New plans required by agencies under the Federal Information Technology Acquisition Reform Act are starting to trickle out ahead of an end-of-the-year deadline.

The National Science Foundation and Agriculture Department have both published FITARA implementation plans recently detailing new responsibilities their chief information officers will undertake.

FITARA, legislation enacted last year to provide greater oversight and transparency in the government’s $86 billion IT spending, mandated that agencies publicly post their implementation plans by Dec. 31.

NSF and Agriculture, despite receiving a “D” grade by Congress in a scorecard released earlier this month, are the first two agencies to make their plans public. The Office of Management and Budget is still reviewing the remaining agencies’ plans.

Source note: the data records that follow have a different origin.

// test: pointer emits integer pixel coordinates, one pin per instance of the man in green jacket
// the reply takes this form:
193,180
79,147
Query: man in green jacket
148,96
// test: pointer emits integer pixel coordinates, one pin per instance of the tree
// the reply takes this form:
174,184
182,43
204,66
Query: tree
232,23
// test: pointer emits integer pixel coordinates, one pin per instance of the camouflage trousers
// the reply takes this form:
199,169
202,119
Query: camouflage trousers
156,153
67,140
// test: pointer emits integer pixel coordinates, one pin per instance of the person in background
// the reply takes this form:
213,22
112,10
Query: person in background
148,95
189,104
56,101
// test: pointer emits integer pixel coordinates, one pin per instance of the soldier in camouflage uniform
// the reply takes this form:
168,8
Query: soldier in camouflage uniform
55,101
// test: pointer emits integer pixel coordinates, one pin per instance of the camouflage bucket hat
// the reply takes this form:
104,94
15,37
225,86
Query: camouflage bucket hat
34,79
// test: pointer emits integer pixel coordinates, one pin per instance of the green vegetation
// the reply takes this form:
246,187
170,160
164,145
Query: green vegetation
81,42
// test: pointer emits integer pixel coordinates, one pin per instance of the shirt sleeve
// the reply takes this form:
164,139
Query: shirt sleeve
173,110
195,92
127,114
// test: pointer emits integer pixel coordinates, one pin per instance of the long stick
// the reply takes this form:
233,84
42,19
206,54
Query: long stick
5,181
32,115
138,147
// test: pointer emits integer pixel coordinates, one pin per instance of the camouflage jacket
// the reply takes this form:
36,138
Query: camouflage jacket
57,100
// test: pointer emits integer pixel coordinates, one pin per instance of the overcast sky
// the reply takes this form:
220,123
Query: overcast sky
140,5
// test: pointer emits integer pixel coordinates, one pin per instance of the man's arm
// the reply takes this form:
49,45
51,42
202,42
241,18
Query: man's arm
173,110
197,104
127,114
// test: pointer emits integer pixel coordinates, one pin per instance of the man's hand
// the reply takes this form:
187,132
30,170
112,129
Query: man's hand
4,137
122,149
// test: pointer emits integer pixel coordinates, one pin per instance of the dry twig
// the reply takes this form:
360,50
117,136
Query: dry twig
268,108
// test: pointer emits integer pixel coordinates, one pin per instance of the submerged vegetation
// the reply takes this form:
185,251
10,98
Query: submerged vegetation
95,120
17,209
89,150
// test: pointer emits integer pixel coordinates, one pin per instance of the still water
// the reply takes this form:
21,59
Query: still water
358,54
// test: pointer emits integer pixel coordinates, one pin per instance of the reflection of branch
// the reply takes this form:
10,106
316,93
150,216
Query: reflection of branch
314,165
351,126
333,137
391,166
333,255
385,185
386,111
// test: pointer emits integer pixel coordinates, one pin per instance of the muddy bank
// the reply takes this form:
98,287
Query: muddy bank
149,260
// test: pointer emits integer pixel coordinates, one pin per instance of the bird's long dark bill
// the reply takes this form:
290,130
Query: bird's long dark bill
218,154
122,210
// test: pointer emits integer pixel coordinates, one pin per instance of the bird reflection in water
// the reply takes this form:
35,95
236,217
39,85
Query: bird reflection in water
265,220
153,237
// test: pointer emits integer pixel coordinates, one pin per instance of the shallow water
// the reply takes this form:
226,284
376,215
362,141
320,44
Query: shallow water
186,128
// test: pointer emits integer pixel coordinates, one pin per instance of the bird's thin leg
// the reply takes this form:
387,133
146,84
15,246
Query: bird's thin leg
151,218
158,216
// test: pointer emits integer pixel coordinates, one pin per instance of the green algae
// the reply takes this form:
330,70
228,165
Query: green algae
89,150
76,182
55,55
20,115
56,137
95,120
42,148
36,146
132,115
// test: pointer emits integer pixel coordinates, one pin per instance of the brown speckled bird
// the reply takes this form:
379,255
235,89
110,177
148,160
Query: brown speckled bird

The plans themselves are detailed and specific.

USDA’s implementation plan delineates the authorities its CIO will have and also devises a process for the CIO to delegate certain authorities, which makes sense in a large agency with 80,000 employees and 29 bureaus across the country.  

Also of note, the plan outlines how other agencies officials’ roles, including the chief financial officer, chief acquisition officer and chief human capital officer among others will change to better manage various aspects of IT within the agency.

USDA’s plan also promises much more insight into total IT spending down to the level of individual projects. The agency will require agencies “to develop life cycle cost for each investment within the USDA IT portfolio,” including system and nonsystem costs relating to equipment, software, personnel, support services and supplies.

Both plans call for CIOs to be more involved in program management. NSF’s plan, for example, mandates the CIO be included “in the internal planning processes for how the agency uses IT resources to achieve its objectives.”

At NSF, the CIO is to be involved “with planning for IT resources at all points in their life cycle, including operations and disposition or migration,” the plan states.

Much of NSF’s new policies went into effect in late September, according to the document. Since then, NSF’s updated acquisition plan has required the CIO to approve IT acquisitions.